The end is Hollinger. He returns to the resort with Sritala to take a photo with Jaclyn (we should’ve known that the backstabber would be the cause of all pain in the end). Hollinger sees Rick at the buffet, shows him that he has a gun, and casually calls his mother a whore. His father wasn’t a saint either. He wasn’t missing much. This throws Rick off his equilibrium. He’d found resolution the night before, and now the wound is open again.
He frantically searches for Amrita, the meditation teacher who helped him recognise that he can build a new narrative for himself. She’s busy with Zion, who doesn’t even want to be there, and when Rick sees Hollinger laughing and having a great time with Jaclyn and Sritala, he loses it. He sees the Hollingers’ bodyguards wander off, strides up to the elderly man, grabs his gun, and shoots him.
In the ensuing chaos, Chelsea runs to Rick’s side, knowing instantly what he’s done and why, the recognition that she has lost the battle is written all over her face. “It’s like we’re in this yin and yang battle,” she told Saxon last week when explaining her relationship. “And I’m hope, and Rick is pain. And, eventually, one of us will win.”
Rick shoots both the bodyguards, but not before Chelsea is shot in the chest and not before finding out that Hollinger is his father. As he carries Chelsea’s body across the literal and symbolic bridge, he is shot in the back by a wavering Gaitok, and Rick and Chelsea fall into the water, lifeless.
This whole season has been about spirituality. The Ratliffs have gone through their cycle of enlightenment. Piper has fallen out of her Buddhist phase, Lochlan “saw God” when he nearly died after drinking that suicide fruit shake that Tim decided not to give his family after all, and Tim found glimpses of it when he spoke to the monk at the monastery. Saxon might just be the one member of the family who internalises any of it as they face their next phase of financial ruin together.

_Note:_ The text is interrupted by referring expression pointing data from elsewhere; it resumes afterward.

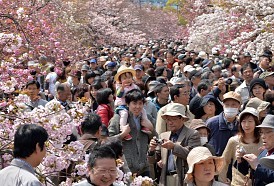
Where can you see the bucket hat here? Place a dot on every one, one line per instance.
(175, 109)
(198, 155)
(124, 69)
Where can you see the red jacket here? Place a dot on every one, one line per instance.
(105, 112)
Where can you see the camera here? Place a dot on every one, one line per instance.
(158, 141)
(228, 81)
(242, 150)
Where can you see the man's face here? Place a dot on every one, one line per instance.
(104, 172)
(248, 74)
(267, 135)
(33, 91)
(136, 107)
(174, 123)
(164, 94)
(183, 97)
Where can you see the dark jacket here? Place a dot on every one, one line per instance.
(220, 133)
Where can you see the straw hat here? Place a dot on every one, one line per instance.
(123, 69)
(198, 155)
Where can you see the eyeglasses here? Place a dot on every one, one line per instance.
(105, 171)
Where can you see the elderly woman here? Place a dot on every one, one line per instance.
(203, 167)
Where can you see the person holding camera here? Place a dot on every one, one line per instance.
(171, 149)
(247, 141)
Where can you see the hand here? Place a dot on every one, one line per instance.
(152, 145)
(168, 144)
(252, 160)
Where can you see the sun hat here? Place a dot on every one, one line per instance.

But all along, Chelsea has been the most mystical of the lot, ominously proclaiming doom in nearly every episode. She’s also spoken about the interconnectedness of it all. It’s the sort of new-agey, astrology-laden talking points that you’ll either find yourself nodding your head to or rolling your eyes over.
But maybe it doesn’t matter how you feel about that point of view because actually, the season has been more about belief than spirituality. Laurie finds a belief system in time. Tim ultimately finds a belief system in family. And Chelsea has always believed in her relationship with Rick, regardless of the darkness it might hold. Does it make that ending less tragic, knowing that she believed correctly that they would be together forever? Not in the slightest. But it does feel like resolution.